The only published figure I have ever seen for compression figures comes from the Chain Saw service manuel, 10th edition in the Homelite section for SXL-925 p. 183. Quote " For optimum performance of Model SXL-925, cylinder compression should be 155 - 185 psi (1069-1275kPa ) with engine at normal operating temperture". I assume that cold testing would translate into higher numbers than that.

I wish they would publish some figures on saws to have a standard to go by.

Larry
 
"160 psi and above look for plugged exhaust or a scored piston, I had a Partner cut off saw show me 175 psi with a piston that was scored beyond belief."
__________________

Maybe I'm still asleep. I just can't fathom how a scored piston raises compression. Could you please explain.
 
To be honest, I never use a compression gauge.

Once I worked on a old Green Machine/Shindaiwa trimmer, the
boss told me to rebuild the carb. Thing ran ok, idled, etc...
But sluggish and not a lot of power.
Took the muffler off, which is what I would have done in
the first place, and one of the rings was in two pieces.
Tore it down, and the other ring was paper thin in the middle.

Put a new set of rings in it, and it ran great.

I am glad I do not work for anyone who diagnoses the
problem for me anymore.
No point to my post really, I guess. Just bored, depressed
and pissed off! I only got socks and underwear! I even had
to stay sober!
 
Dan, Because there was so much metal transfer between the piston and cyliner there was actually LESS cylinder to wall clearance. The tight fit aloowed for high compression readings when engine speed was low as by pulling the starter rope. Somewhere in the Stihl manuals there is a line that reads something like "You should not assume that the piston and cylinder are ok if your tests show a good reading, the compression test will only verify a failed piston."
 
A comp test should always be done with a with the trigger held wide open. As for engines with over 200 psi of compression. I have seen many and I own a few. MY old cr250 was around 180 stock, my 7900 is 170 stock.
 
Fish said:
To be honest, I never use a compression gauge.

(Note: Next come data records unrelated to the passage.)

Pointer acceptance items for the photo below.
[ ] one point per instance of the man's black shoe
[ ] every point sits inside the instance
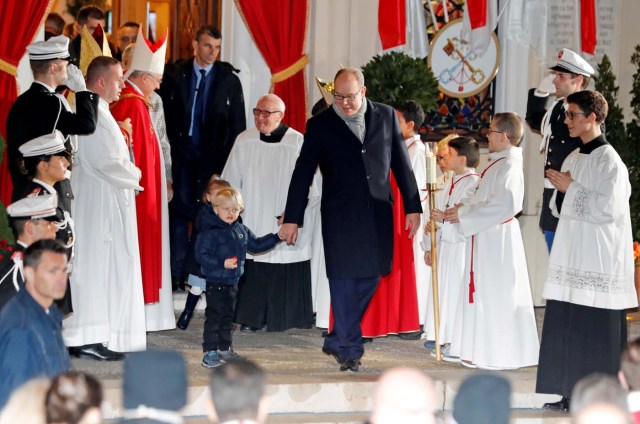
(98, 352)
(336, 355)
(350, 365)
(561, 405)
(415, 335)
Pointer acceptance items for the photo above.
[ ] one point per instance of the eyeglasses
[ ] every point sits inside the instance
(499, 132)
(158, 80)
(227, 210)
(570, 115)
(350, 98)
(264, 113)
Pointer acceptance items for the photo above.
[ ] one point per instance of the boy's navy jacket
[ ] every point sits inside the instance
(218, 241)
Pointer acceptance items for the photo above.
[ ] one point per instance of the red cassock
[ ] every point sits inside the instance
(146, 152)
(394, 306)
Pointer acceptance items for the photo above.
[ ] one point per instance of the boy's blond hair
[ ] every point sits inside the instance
(511, 124)
(230, 194)
(216, 182)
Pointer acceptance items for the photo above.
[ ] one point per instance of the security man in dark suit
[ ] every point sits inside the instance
(33, 219)
(40, 111)
(204, 111)
(571, 74)
(356, 143)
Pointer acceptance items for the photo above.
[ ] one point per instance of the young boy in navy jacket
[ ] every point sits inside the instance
(221, 248)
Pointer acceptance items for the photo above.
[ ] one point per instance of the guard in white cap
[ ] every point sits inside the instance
(570, 74)
(32, 219)
(40, 110)
(46, 163)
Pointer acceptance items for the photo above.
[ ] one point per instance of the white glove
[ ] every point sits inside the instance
(546, 86)
(75, 79)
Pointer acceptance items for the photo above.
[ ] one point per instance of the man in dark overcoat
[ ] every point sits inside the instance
(356, 143)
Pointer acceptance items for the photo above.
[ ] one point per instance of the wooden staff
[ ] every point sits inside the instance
(432, 188)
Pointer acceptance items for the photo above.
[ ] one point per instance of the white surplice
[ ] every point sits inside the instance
(106, 283)
(591, 262)
(451, 250)
(262, 172)
(417, 155)
(160, 316)
(499, 328)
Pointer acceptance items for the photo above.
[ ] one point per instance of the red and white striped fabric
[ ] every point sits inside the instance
(481, 19)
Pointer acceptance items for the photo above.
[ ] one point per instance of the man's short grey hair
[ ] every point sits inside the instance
(236, 388)
(356, 72)
(597, 388)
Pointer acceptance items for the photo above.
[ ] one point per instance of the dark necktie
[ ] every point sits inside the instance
(198, 110)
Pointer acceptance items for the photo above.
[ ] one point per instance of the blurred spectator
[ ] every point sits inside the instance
(237, 390)
(483, 399)
(89, 15)
(600, 413)
(629, 376)
(74, 398)
(26, 405)
(70, 30)
(597, 388)
(154, 387)
(30, 338)
(53, 25)
(404, 395)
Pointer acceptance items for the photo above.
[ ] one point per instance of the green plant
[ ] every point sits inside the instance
(633, 136)
(395, 77)
(605, 83)
(6, 233)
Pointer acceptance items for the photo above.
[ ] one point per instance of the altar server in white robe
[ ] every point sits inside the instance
(590, 281)
(411, 118)
(276, 291)
(499, 326)
(106, 280)
(451, 248)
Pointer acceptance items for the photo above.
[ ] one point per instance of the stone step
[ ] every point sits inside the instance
(345, 395)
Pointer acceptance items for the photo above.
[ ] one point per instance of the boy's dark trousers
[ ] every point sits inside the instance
(218, 323)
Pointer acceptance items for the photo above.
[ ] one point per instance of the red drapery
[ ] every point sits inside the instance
(278, 28)
(392, 23)
(588, 26)
(19, 22)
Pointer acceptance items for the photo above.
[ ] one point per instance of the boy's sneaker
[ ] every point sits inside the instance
(226, 355)
(211, 359)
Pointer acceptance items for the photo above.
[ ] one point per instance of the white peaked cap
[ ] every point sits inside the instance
(148, 57)
(570, 61)
(48, 144)
(54, 48)
(34, 207)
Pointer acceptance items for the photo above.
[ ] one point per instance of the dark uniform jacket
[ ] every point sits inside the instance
(560, 145)
(218, 241)
(224, 119)
(33, 114)
(31, 343)
(7, 269)
(356, 206)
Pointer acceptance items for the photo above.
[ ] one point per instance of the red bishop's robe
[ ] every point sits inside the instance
(146, 152)
(394, 306)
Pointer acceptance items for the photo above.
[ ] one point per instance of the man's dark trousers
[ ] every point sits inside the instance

Once I worked on a old Green Machine/Shindaiwa trimmer, the
boss told me to rebuild the cart. Thing ran ok, idled, etc...
But sluggish and not a lot of power.
Took the muffler off, which is what I would have done in
the first place, and one of the rings was in two pieces.
Tore it down, and the other ring was paper thin in the middle.

Put a new set of rings in it, and it ran great.

I am glad I do not work for anyone who diagnoses the
problem for me anymore.
No point to my post really, I guess. Just bored, depressed
and pissed off! I only got socks and underwear! I even had
to stay sober!
There is a lot that tests do not show. Tests are a good help, but without the brain engaged, there will be a lot of tests.
 
test

That is why you pick up the saw by the starter handle first thing. If it holds, then pull it over, should spin free. That will get you going in the right direction in the first minute.
 
Years ago Sachs-Dolmar listed the compression ratio in the owners manual small saws were 8-1 or fraction over 8. Larger saws were 10-1 in most cases and seems like I remember one that was 11-1. If I am correct to get the compression numbers you speak of you would mutiply the first number in the ratio times the number that represents atmospheric pressure which is 14.7 lbs. So a saw with a 10-1 ratio would be 147 lbs/sq/in. Most of my test show saws that are 10-1 when under 120 lbs may run but not very long as when the cylinder gets hot the saw loses some compression and stops running.
 
That being the case,as it is,my old Macs,at 6 to 1,would be around 90 psi.It would also indicate to me,if my thinking is correct,that with an iron liner,the thermal expansion would be less than the aluminum piston,ergo less losses,due to this factor,at higher cylinder temps.Hmm.
 
I sure hope my thinking of compression ratio and atmospheric pressure are correct. Or maybe i just made it up.
 
It's correct; at mean sea level.

I was under the impression that compression readings would be lower with a cold engine than with a hot one.